Overcoming challenges a part of life for Southeast diver Christine Maynard
Southeast senior Christine Maynard loves a physical challenge.
Barrel racing? Done that. Trampoline competition? Did it, too. Gymnastics? Yep.
“I like challenges,” Maynard said. “It kind of fits me.”
While in middle school, she discovered that diving was a perfect fit for her physically and it filled her desire for a challenge. Now in her senior season diving at Southeast, her goal is to qualify for the first time for the Class 6A meet in May.
“I really believe she has a chance,” Southeast coach Maureen Hansen said. “She just loves diving, but like I told her, we’ve got make sure she has the right degree of difficulty.”
Maybe the reason Maynard adores challenges is because conquering obstacles is another part of her life.
Maynard has been deaf since birth. Maynard had meconium aspiration at birth. She spent two weeks in the neonatal intensive care unit with a collapsed lung.
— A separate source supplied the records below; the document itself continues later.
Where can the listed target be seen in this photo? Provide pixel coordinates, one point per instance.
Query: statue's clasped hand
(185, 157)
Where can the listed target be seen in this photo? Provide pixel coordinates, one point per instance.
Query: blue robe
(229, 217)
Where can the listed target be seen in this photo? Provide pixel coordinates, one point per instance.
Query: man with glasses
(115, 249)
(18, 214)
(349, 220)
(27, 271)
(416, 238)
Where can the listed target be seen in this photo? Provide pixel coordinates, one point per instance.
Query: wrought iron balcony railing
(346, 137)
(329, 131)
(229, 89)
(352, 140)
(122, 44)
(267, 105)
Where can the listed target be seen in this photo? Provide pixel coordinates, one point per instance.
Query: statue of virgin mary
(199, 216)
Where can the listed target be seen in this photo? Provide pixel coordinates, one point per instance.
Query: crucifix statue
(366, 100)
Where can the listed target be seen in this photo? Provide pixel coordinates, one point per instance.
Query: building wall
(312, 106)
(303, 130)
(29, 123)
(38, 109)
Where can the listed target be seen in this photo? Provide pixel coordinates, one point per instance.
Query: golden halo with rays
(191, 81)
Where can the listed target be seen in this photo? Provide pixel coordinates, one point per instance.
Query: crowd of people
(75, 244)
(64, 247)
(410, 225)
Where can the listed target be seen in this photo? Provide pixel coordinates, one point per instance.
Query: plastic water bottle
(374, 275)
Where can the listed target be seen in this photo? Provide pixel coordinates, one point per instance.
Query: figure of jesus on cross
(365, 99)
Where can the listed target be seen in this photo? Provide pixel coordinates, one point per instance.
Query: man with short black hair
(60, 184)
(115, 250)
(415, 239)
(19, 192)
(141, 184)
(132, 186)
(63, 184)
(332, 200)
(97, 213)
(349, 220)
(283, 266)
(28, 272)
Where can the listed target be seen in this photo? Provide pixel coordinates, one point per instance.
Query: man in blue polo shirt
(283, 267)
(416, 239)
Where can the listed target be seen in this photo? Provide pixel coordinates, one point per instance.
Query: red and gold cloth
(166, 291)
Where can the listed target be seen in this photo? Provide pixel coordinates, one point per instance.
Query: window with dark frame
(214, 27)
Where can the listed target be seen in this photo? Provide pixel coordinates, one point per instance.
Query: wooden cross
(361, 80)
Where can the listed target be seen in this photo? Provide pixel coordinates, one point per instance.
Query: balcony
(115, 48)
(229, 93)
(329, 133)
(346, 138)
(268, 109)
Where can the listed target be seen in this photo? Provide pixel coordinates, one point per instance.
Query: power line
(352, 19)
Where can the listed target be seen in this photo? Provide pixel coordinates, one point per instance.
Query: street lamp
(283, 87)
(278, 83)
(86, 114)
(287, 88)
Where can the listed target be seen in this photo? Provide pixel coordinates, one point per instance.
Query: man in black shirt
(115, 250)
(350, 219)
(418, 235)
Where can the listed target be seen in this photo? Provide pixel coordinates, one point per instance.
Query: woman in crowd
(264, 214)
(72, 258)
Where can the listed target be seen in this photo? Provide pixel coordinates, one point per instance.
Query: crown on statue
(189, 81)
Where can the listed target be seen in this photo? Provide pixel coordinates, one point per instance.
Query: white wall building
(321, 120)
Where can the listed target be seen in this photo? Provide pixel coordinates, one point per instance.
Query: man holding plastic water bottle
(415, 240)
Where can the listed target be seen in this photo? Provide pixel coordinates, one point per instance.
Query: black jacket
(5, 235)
“You go through the denial, ‘Is she really deaf?’ I used to stand there and I’d just yell as loud as I could when she was sleeping,” her mother, Jane, said. “She didn’t move. ‘OK, she’s deaf.’”
Maynard’s hearing has diminished over time. She can still hear low sounds and reads lips well. Her interpreter, Laura Rule, helps her through classes so she doesn’t miss information from teachers.
But Maynard speaks for herself. And what she says is usually tinged with sarcasm.
“I’m very sarcastic, to be honest,” Maynard said. “I try my best to be funny in a good way. If I offend anyone, I try to explain it so we can laugh about it.
“I can be serious. But I’d rather be sarcastic. When it comes to serious people, it just doesn’t work out well when I’m trying to be sarcastic with them.”
Rule discovered quickly that Maynard loves laughter.
“She’s hilarious,” Rule said. “There’s life and high school drama, and she can laugh her way through it. She can make a joke and make things lighter. She’ll tell me what happens and then she’ll make a joke and she’ll have a lot of expressions that go with it.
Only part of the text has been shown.